Reading view

Local KTAE and the IDA Pro plugin | Kaspersky official blog

In a previous post, we walked through a practical example of how threat attribution helps in incident investigations. We also introduced the Kaspersky Threat Attribution Engine (KTAE) — our tool for making an educated guess about which specific APT group a malware sample belongs to. To demonstrate it, we used the Kaspersky Threat Intelligence Portal — a cloud-based tool that provides access to KTAE as part of our comprehensive Threat Analysis service, alongside a sandbox and a non-attributing similarity-search tool. The advantages of a cloud service are obvious: clients don’t need to invest in hardware, install anything, or manage any software. However, as real-world experience shows, the cloud version of an attribution tool isn’t for everyone…

First, some organizations are bound by regulatory restrictions that strictly forbid any data from leaving their internal perimeter. For the security analysts at these firms, uploading files to a third-party service is out of the question. Second, some companies employ hardcore threat hunters who need a more flexible toolkit — one that lets them work with their own proprietary research alongside Kaspersky’s threat intelligence. That’s why KTAE is available in two flavors: a cloud-based version and an on-prem deployment.

What are the on-prem KTAE advantages over the cloud version?
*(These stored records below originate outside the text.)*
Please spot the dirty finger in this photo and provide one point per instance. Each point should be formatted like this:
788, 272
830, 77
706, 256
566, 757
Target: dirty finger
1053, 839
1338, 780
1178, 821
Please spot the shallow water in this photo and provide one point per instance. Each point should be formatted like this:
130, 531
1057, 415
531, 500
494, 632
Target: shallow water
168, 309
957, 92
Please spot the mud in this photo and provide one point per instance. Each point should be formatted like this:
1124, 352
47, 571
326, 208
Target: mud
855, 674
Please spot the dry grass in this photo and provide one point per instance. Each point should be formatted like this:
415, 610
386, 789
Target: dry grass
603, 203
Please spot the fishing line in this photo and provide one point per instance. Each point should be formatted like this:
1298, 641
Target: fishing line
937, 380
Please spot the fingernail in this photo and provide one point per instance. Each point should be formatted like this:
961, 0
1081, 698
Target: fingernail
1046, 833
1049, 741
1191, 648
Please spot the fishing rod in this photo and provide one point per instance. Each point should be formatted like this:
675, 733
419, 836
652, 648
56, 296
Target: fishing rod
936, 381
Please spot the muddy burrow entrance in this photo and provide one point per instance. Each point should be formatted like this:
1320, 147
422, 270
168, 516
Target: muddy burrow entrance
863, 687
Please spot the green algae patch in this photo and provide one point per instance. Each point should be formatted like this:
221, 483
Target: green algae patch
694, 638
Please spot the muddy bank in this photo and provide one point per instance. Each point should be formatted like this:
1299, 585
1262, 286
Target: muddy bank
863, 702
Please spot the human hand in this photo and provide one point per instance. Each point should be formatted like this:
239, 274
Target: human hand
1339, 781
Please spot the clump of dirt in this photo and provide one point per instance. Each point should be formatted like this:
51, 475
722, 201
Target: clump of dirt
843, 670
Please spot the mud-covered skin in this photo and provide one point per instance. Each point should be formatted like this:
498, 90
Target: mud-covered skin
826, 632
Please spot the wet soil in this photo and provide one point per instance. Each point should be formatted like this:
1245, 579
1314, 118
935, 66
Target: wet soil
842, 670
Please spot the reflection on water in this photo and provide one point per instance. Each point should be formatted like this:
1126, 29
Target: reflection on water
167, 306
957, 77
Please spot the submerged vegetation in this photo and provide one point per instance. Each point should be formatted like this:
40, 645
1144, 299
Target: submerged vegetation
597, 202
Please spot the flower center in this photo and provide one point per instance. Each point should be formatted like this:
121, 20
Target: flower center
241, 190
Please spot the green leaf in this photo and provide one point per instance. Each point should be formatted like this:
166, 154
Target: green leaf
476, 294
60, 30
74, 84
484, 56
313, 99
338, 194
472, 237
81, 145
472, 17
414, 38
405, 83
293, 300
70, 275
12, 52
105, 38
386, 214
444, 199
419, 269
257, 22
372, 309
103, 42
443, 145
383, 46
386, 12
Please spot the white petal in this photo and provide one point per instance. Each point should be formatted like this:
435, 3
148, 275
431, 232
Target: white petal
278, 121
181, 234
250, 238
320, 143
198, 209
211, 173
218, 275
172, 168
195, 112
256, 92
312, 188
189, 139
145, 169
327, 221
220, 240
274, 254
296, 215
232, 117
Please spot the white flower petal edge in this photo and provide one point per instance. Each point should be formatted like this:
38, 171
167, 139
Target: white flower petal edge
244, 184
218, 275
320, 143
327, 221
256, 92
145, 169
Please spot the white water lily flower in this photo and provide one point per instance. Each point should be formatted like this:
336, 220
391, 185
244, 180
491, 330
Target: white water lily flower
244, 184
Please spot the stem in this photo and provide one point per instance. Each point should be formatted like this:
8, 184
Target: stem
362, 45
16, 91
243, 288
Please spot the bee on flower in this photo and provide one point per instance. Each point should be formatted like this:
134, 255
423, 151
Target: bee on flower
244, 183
First off, the local version of KTAE ensures an investigation stays fully confidential. All the analysis takes place right in the organization’s internal network. The threat intelligence source is a database deployed inside the company perimeter; it is packed with the unique indicators and attribution data of every malicious sample known to our experts; and it also contains the characteristics pertaining to legitimate files to exclude false-positive detections. The database gets regular updates, but it operates one-way: no information ever leaves the client’s network.

Additionally, the on-prem version of KTAE gives experts the ability to add new threat groups to the database and link them to malware samples they discovered on their own. This means that subsequent attribution of new files will account for the data added by internal researchers. This allows experts to catalog their own unique malware clusters, work with them, and identify similarities.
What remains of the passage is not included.